"Você me diz que seus pais não lhe entendem, mas você não entende seus pais. Você culpa seus pais por tudo; isso é absurdo. São crianças como você, o que você vai ser quando você crescer."
Renato Russo
RESUMO
Analisa a possibilidade de que a criança concebida pelo método de reprodução artificial heteróloga venha investigar sua paternidade biológica. Verifica a evolução jurídico-normativa do estado de filiação no Direito brasileiro, constatando como uma das mais importantes conquistas a supressão da discriminatória classificação dos filhos em espécies, conforme havidos ou não na constância do vínculo matrimonial. Apresenta as diversas espécies de paternidade, quais sejam: a) paternidade biológica; b) paternidade civil; c) paternidade jurídica; d) paternidade socioafetiva. Aborda os métodos e técnicas de reprodução humana medicamente assistida, com sua implicação no campo da bioética. Trata a questão da paternidade socioafetiva na reprodução artificial heteróloga, apontando a fixação do vínculo paterno-filial entre a criança e o casal receptor pelo afeto, em detrimento do vínculo biológico existente entre aquela e o terceiro doador do material genético. Conclui que a investigação da paternidade biológica pela criança concebida por reprodução artificial heteróloga, em já estando fixada a paternidade socioafetiva, será possível apenas para o efeito de se revelar a identidade civil do doador, sem suscitar, no entanto, direitos à sucessão, nome ou alimentos. Tal investigação será cabível em apenas três hipóteses: a) necessidade psicológica da criança em conhecer sua origem biológica; b) intuito de preservar os impedimentos matrimoniais; c) tratamento de doenças genéticas ou hereditárias.
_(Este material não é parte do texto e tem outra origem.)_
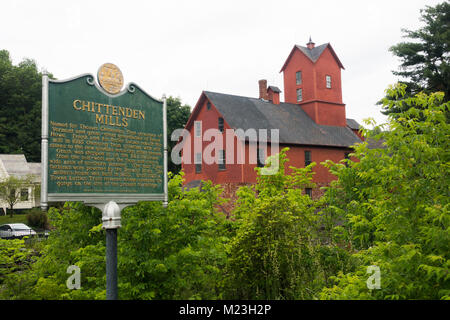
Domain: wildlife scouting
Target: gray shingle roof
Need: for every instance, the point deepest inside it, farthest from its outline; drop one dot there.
(295, 126)
(313, 53)
(353, 124)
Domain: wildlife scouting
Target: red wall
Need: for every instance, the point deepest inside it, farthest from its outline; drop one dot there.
(233, 173)
(323, 105)
(298, 62)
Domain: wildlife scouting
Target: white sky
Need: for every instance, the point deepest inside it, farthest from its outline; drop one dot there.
(183, 47)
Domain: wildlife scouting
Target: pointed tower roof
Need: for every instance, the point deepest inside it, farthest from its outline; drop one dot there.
(313, 53)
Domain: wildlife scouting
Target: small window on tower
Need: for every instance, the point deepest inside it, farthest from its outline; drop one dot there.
(299, 95)
(24, 195)
(198, 162)
(298, 77)
(328, 79)
(308, 191)
(222, 160)
(261, 160)
(347, 157)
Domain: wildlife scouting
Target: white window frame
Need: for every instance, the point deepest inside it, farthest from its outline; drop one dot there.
(221, 159)
(298, 80)
(328, 81)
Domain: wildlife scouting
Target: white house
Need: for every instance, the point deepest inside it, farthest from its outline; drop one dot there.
(16, 165)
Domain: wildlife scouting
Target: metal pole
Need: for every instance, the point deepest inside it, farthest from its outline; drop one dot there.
(166, 192)
(111, 264)
(111, 222)
(44, 142)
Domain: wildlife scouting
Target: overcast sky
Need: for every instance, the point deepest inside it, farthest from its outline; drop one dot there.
(183, 47)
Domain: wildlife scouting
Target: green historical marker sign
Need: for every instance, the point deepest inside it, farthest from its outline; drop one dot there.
(101, 144)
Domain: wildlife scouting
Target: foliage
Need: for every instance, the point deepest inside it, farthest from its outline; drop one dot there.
(20, 108)
(276, 253)
(177, 117)
(37, 218)
(425, 63)
(395, 205)
(10, 189)
(163, 253)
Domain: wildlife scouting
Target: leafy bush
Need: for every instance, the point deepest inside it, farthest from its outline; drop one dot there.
(395, 205)
(37, 218)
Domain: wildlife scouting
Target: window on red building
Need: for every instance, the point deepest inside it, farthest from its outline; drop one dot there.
(308, 191)
(298, 77)
(261, 157)
(198, 128)
(220, 124)
(328, 80)
(299, 95)
(221, 160)
(198, 162)
(307, 158)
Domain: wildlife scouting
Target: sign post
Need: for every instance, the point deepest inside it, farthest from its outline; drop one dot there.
(103, 146)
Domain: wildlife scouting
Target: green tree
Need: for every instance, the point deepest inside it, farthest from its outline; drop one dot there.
(177, 252)
(425, 60)
(177, 117)
(10, 189)
(394, 205)
(20, 107)
(276, 252)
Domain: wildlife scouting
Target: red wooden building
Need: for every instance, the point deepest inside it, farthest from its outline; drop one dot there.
(311, 122)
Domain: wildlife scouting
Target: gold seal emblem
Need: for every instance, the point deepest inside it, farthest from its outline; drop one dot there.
(110, 78)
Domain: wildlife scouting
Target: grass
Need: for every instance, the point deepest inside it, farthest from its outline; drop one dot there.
(17, 218)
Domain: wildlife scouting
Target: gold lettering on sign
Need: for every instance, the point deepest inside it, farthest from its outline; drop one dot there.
(105, 159)
(106, 114)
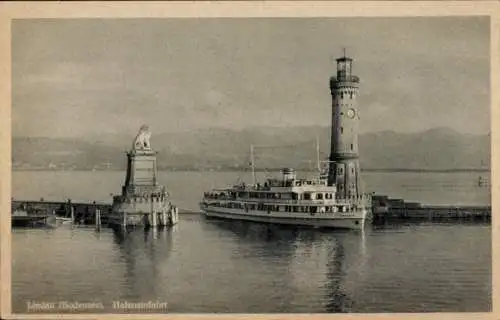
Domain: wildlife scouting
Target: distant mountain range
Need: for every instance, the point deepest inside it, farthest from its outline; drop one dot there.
(435, 149)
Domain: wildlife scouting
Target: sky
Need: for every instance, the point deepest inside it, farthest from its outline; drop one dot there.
(81, 77)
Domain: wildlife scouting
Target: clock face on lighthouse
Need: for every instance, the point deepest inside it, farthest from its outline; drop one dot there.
(351, 113)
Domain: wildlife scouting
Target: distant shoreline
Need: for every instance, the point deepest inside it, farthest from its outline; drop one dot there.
(451, 170)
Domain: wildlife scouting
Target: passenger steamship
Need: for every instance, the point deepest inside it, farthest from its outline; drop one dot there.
(288, 200)
(337, 201)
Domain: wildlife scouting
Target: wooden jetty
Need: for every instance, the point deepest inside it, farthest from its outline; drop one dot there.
(387, 209)
(88, 213)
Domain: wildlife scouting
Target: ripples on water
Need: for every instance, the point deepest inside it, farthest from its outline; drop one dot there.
(217, 266)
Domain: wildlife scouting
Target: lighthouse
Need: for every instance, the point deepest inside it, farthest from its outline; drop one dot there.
(344, 171)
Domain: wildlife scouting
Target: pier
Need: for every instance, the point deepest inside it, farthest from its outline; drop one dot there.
(385, 209)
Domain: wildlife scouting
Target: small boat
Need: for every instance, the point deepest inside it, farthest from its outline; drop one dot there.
(64, 220)
(21, 218)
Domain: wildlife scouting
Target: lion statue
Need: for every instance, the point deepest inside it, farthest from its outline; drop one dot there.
(141, 141)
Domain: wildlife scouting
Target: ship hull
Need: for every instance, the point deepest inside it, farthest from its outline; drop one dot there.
(355, 222)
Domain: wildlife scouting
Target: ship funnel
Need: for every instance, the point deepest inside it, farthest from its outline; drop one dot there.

Palavras-chave: reprodução humana medicamente assistida; reprodução artificial heteróloga; bioética; investigação de paternidade; paternidade socioafetiva.
abstract
It analyzes the possibility of that the child conceived for the method of heterologous artificial reproduction comes to investigate its biological paternity. It verifies the legal-normative evolution of the state of filiation in the Brazilian Right, evidencing as the one of the most important conquests suppression of the discriminatory classification of the children in species, as had or not in the constancy of the marriage bond. It presents the diverse species of paternity, which are: a) the biological paternity; b) civil paternity; c) legal paternity; d) social-affectionate paternity. It approaches the methods and techniques of reproduction human being medically attended, with its implication in the field of the bio-ethical. It deals with the question the social-affectionate paternity in the heterologous artificial reproduction, pointing the setting of the bond paternal-branch office between the child and the receiving couple for the affection, in detriment of the existing biological bond between that one and the third giver of the genetic material. It concludes that the inquiry of the biological paternity for the child conceived for heterologous artificial reproduction, in already being fixed the social- affectionate paternity, its just will be possible for the effect of revealing the donor''s civil identity, without exciting, however, rights to the succession, name or foods. Such inquiry will be reasonable only in three hypotheses: a) the psychological necessity of the child in knowing his/her origin biological; b) intention to preserve the conditions that prohibit the marriage; c) the treatment of diseases genetic or hereditary.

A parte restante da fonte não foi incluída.